Jordan and his cinematographer, Roger Pratt, splendidly realized the peculiar romance of damp, war-rationed London. If you’re a fan of Brief Encounter, you’ll love this aspect of Affair with its cozy and squalid tea shops and its endless rain, with its lovers kissing under the shelter of raincoats held overhead, with its drizzle-making patterns on window panes, with its showdown of lover and husband rubbing verbal salt into each other’s wounds while sharing an umbrella on a park bench during yet another downpour.

Having achieved cinematic flow, convincing characterizations, and wonderful atmosphere, Neil Jordan then proceeds to cut the heart out of his movie in its last twenty-five minutes by having Sarah renege on her promise to God. She resumes the affair, which is finally ended only by her death. Whatever the moral and theological implications of this, it is a dramatic, artistic mistake. The force of Sarah’s character, her fate (and that of the two men in her life), and the central irony and piteousness of the story, all flow from Sarah’s determination to keep her promise. Jordan dumps all this and opts instead for simple domestic pathos as husband and lover unite to nurse the dying woman they both love, later becoming a sort of poignant "odd couple" after her death.

I was touched but couldn’t help seeing that this made Sarah’s promise over Bendrix’s (seeming) corpse nothing but a temporary stumbling block to the affair and not, as Greene intended, a transformation of it into a crucible. Sarah is kin to Jean Anouilh’s Becket, a worldly creature who stumbles on transcendence but, once awakened, clings to her divine lover even as her heart yearns for the earthly one. This is precisely what gives the novel its cruel, creepy strength. But Neil Jordan’s Sarah is just another sensual, good-natured person-one of us, glamorized. The miracle Sarah performs in the book is a certification of her holiness. That miracle is in the movie, but there it seems nothing but a certification of a nice woman’s niceness.

There is an ambiguity in the final scenes of the movie that not only Greene never intended but that Jordan himself probably doesn’t want. To wit: Why does Sarah die in the end? In the book, her self-neglect leading to pneumonia seems the sort of unconscious suicide that a lot of saints have committed. But the movie’s Sarah dies of...well, I don’t know what the hell she dies of. Consumption? Too many walks in the rain? Or does God kill her because she didn’t make good on her promise to him? Is God a leg breaker for his own collection agency?

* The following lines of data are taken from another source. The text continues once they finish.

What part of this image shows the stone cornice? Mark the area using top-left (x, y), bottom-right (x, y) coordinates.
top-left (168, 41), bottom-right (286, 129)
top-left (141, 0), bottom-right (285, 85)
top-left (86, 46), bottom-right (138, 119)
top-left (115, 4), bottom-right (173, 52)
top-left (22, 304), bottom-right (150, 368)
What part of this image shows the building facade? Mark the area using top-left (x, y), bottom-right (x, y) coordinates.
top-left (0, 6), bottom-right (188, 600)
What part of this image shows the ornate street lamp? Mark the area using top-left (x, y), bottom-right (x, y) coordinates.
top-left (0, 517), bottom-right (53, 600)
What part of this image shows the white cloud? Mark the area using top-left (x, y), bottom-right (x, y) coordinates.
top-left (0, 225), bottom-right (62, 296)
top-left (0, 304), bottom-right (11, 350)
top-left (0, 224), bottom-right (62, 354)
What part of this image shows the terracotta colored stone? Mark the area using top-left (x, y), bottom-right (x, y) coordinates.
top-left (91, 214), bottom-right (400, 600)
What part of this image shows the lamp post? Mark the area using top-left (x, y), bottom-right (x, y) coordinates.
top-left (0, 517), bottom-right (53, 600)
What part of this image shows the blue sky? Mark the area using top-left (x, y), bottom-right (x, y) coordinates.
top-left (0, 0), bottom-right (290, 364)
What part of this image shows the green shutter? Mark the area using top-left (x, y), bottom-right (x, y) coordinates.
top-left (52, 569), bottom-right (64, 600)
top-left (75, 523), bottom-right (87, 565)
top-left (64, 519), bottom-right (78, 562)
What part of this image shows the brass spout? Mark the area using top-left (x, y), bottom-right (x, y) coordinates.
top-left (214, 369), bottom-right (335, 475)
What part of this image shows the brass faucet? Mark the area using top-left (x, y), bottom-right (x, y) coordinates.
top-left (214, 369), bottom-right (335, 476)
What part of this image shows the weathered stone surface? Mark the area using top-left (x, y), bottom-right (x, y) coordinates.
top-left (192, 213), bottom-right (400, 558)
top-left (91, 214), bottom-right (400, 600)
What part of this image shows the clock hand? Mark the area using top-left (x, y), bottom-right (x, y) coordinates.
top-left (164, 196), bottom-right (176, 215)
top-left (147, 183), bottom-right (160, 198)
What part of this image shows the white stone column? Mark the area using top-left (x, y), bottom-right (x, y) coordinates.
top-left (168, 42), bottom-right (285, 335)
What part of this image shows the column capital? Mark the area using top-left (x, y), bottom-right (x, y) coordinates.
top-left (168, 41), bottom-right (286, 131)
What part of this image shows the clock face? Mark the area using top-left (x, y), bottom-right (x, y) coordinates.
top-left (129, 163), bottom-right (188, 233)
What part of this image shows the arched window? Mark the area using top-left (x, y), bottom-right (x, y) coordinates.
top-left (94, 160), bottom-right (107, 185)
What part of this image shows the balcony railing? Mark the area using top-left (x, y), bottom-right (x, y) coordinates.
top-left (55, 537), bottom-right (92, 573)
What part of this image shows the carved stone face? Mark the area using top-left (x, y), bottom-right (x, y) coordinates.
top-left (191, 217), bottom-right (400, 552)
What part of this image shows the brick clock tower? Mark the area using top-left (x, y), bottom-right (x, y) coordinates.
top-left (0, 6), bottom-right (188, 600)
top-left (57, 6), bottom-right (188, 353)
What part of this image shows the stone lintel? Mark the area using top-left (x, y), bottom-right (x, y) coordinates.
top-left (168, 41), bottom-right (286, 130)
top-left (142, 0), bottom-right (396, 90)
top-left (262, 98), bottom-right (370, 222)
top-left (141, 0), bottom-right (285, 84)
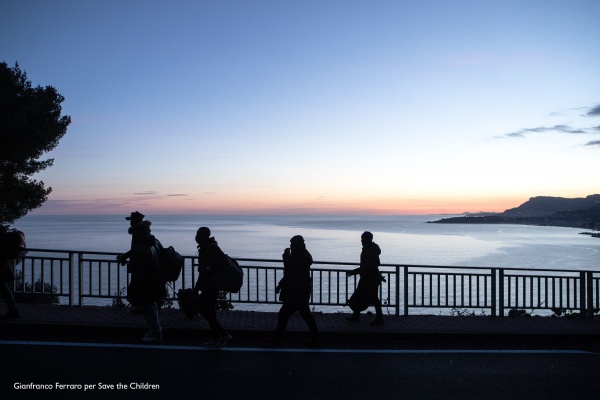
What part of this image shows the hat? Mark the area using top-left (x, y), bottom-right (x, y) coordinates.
top-left (196, 226), bottom-right (210, 239)
top-left (290, 235), bottom-right (304, 244)
top-left (125, 211), bottom-right (145, 221)
top-left (130, 221), bottom-right (152, 235)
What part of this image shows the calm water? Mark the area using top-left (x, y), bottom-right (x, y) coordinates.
top-left (13, 215), bottom-right (600, 270)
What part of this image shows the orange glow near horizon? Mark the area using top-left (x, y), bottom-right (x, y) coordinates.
top-left (31, 196), bottom-right (528, 215)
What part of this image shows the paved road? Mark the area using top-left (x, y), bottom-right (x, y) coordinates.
top-left (0, 331), bottom-right (600, 400)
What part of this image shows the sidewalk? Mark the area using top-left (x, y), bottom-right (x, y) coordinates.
top-left (0, 304), bottom-right (600, 340)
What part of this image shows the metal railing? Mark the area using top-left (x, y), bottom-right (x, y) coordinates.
top-left (13, 249), bottom-right (600, 317)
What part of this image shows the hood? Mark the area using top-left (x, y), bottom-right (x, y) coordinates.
top-left (363, 242), bottom-right (381, 255)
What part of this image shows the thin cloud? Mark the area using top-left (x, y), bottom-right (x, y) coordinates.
top-left (495, 104), bottom-right (600, 146)
top-left (503, 125), bottom-right (594, 137)
top-left (586, 104), bottom-right (600, 117)
top-left (134, 191), bottom-right (158, 196)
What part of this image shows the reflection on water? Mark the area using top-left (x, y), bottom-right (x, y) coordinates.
top-left (14, 215), bottom-right (600, 270)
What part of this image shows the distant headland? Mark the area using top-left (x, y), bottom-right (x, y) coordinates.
top-left (429, 194), bottom-right (600, 237)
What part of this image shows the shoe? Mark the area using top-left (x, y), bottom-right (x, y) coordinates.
top-left (262, 336), bottom-right (280, 347)
top-left (202, 339), bottom-right (218, 347)
top-left (0, 311), bottom-right (20, 321)
top-left (346, 314), bottom-right (360, 322)
top-left (301, 336), bottom-right (325, 347)
top-left (142, 332), bottom-right (162, 342)
top-left (215, 332), bottom-right (231, 349)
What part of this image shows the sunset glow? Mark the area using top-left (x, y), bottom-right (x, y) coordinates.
top-left (0, 0), bottom-right (600, 214)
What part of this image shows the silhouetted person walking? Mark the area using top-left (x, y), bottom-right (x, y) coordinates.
top-left (0, 225), bottom-right (25, 320)
top-left (127, 221), bottom-right (167, 342)
top-left (268, 235), bottom-right (323, 346)
top-left (194, 226), bottom-right (231, 348)
top-left (117, 211), bottom-right (145, 314)
top-left (346, 232), bottom-right (383, 325)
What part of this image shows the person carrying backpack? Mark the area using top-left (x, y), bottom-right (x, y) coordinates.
top-left (346, 231), bottom-right (383, 326)
top-left (266, 235), bottom-right (323, 347)
top-left (194, 226), bottom-right (231, 348)
top-left (127, 221), bottom-right (167, 342)
top-left (0, 225), bottom-right (26, 320)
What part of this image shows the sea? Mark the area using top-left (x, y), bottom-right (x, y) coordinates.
top-left (12, 215), bottom-right (600, 271)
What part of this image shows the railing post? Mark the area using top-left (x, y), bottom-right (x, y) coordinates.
top-left (395, 265), bottom-right (400, 317)
top-left (494, 268), bottom-right (504, 317)
top-left (403, 265), bottom-right (408, 317)
top-left (579, 271), bottom-right (587, 318)
top-left (586, 272), bottom-right (594, 318)
top-left (69, 251), bottom-right (76, 306)
top-left (486, 268), bottom-right (497, 317)
top-left (77, 253), bottom-right (83, 307)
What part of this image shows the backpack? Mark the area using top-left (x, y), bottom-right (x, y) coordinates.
top-left (158, 245), bottom-right (183, 282)
top-left (0, 227), bottom-right (27, 264)
top-left (212, 254), bottom-right (244, 293)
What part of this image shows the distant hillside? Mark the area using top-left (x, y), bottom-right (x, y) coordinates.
top-left (501, 194), bottom-right (600, 217)
top-left (430, 194), bottom-right (600, 230)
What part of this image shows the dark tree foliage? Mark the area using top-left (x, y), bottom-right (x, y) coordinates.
top-left (0, 62), bottom-right (71, 224)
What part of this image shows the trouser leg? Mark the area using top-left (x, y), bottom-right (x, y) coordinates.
top-left (0, 282), bottom-right (18, 313)
top-left (198, 288), bottom-right (225, 338)
top-left (373, 296), bottom-right (383, 319)
top-left (138, 304), bottom-right (162, 334)
top-left (298, 304), bottom-right (319, 337)
top-left (275, 303), bottom-right (294, 336)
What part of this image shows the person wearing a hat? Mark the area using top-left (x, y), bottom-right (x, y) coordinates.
top-left (194, 226), bottom-right (231, 348)
top-left (127, 221), bottom-right (167, 342)
top-left (117, 211), bottom-right (145, 265)
top-left (0, 225), bottom-right (25, 320)
top-left (346, 231), bottom-right (383, 325)
top-left (267, 235), bottom-right (323, 346)
top-left (117, 211), bottom-right (145, 314)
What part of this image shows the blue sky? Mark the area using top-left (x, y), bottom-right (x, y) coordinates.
top-left (0, 0), bottom-right (600, 214)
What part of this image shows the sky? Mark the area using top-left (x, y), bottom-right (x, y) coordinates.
top-left (0, 0), bottom-right (600, 215)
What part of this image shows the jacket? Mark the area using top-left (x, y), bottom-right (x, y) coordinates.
top-left (127, 235), bottom-right (167, 306)
top-left (276, 249), bottom-right (313, 304)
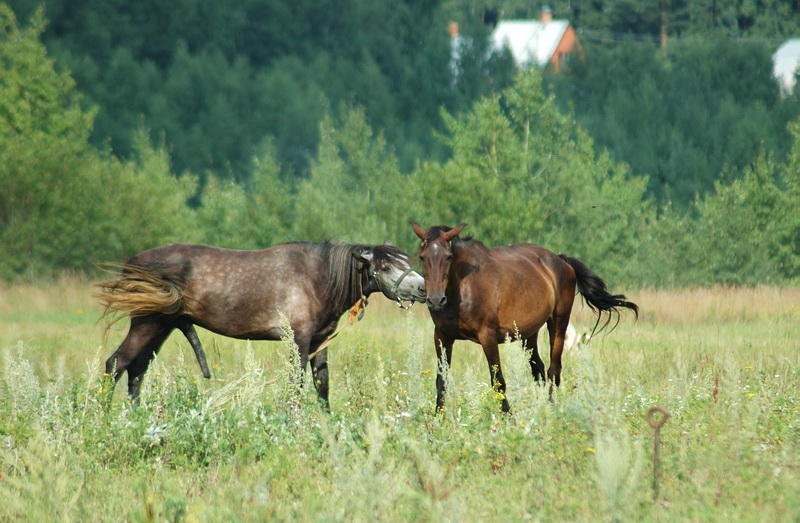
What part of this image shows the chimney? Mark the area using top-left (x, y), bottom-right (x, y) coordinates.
top-left (449, 22), bottom-right (458, 38)
top-left (539, 6), bottom-right (553, 26)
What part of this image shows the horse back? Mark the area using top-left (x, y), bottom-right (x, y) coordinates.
top-left (134, 243), bottom-right (325, 339)
top-left (462, 244), bottom-right (575, 339)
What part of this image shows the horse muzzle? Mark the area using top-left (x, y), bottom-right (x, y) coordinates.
top-left (425, 294), bottom-right (447, 312)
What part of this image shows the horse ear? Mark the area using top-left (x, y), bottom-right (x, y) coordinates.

In a key scene of On the Waterfront, Marlon Brando furiously rounds on Eva Marie Saint for trying to get him to reform: "Will you quit with all that conscience stuff!" I have a notion of Neil Jordan pacing the floor of his study with a copy of The End of the Affair in hand. He thumbs through the first two-thirds, smiling at the rich characterizations, humane wit, and poignant eroticism, all of which he will turn to good cinematic account. Then he gets to the last chapters and all is suddenly not well. Jordan’s face darkens, he shrugs his shoulders and snorts in contempt once or twice. Finally, he throws the book to the carpet, shakes his fist at the heavens, and calls out to whatever cloud Graham Greene is floating on: "Will you quit with all that conscience stuff!"

Richard Alleva has been reviewing movies for Commonweal since 1990.